Secondly, ministerial institutionalization opens room for innovations in the policy output that

would be harder, if not impossible, to come by when maintaining the previous institutional

setting. New ministerial actors are, in fact, largely expected to bring about change in order to

gain legitimacy as a distinct and necessary governmental institution. However, as our study

clearly demonstrates, institutional actors are not completely free in the way the redesign

policy outputs. To a certain degree they remain dependent to a path that has been set long

before their own emergence, thus the challenge is to find those leverage points for potential

changes that allow to maintain the right balance between innovation and continuity. In the

case of the Austrian SSI, these leverage points were changes in discourse and the modes of

policy making, while legislative innovation turned out to be harder to achieve.

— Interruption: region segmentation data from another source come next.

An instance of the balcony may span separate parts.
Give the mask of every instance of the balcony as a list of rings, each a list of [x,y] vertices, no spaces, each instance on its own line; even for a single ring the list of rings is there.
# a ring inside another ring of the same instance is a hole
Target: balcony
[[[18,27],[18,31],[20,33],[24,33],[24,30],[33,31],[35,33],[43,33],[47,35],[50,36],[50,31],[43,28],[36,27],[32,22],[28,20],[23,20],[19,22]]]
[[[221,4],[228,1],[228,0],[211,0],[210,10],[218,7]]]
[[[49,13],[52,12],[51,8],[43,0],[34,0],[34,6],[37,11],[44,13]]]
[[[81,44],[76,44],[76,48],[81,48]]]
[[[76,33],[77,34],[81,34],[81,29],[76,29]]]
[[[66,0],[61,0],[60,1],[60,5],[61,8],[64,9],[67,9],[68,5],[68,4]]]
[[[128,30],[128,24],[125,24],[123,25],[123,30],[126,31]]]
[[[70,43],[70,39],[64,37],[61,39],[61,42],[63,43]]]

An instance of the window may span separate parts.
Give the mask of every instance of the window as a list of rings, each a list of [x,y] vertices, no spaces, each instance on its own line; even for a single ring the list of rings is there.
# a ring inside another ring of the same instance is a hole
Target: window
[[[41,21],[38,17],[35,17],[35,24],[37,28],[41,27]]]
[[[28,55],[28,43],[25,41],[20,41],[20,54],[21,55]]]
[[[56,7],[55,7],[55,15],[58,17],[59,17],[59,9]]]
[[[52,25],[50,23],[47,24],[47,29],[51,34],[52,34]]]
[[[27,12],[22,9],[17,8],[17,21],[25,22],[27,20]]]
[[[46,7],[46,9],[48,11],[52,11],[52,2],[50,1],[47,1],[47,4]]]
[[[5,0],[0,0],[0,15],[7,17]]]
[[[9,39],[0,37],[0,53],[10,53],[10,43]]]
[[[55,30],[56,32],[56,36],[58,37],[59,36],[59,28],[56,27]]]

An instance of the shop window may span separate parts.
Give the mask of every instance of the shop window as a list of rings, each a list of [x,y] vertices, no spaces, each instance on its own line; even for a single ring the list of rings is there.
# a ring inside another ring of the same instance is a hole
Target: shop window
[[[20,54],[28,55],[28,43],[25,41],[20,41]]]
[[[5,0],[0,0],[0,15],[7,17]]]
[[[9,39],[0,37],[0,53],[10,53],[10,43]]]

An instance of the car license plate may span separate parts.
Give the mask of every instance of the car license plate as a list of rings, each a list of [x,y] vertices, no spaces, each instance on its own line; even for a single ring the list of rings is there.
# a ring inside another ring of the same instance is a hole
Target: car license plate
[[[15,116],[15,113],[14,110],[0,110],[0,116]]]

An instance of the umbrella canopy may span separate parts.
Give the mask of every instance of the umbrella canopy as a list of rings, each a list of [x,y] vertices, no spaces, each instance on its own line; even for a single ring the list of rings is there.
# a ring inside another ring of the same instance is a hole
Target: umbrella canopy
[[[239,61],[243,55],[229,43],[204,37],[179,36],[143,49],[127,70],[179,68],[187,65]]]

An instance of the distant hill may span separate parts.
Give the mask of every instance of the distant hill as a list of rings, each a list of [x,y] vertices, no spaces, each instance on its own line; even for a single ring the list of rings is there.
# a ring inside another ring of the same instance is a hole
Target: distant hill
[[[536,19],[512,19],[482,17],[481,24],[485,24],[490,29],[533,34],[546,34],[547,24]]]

Finally, apart from the generalized conclusions on the potentials and pressures for newly

institutionalized government actors, what our study has largely confirmed is the role of the

‘embeddedness’, every actor has to face. Thus, a ministerial actor is confronted with a distinct

context of institutional and non-institutional factors that shape the opportunities and

constraints in which it is able to redesign policy outputs. In the context of the Austrian SSI,

four types of factors have turned out indispensable in order to understand the policy outputs

stimulated by the new institutional actor. Apart from the specific characteristics of the policy

area of integration, the horizontal and vertical division of competences as well as the

institutional history and the policy designs inherited by the new actor drastically shaped the

choices it was able to make from there on. However, as our analysis also clearly documents,

despite claims to be purely objective and apolitical, institutional actors are always influenced

by the ideology and the (party) political motives of their incumbents. Thus, policy

considerations and motives of politics merge with contextual factors as the explanatory

framework not only for the decision to institutionalize a new ministerial actor, but also for the

nature of the policy outputs it is able and willing to produce.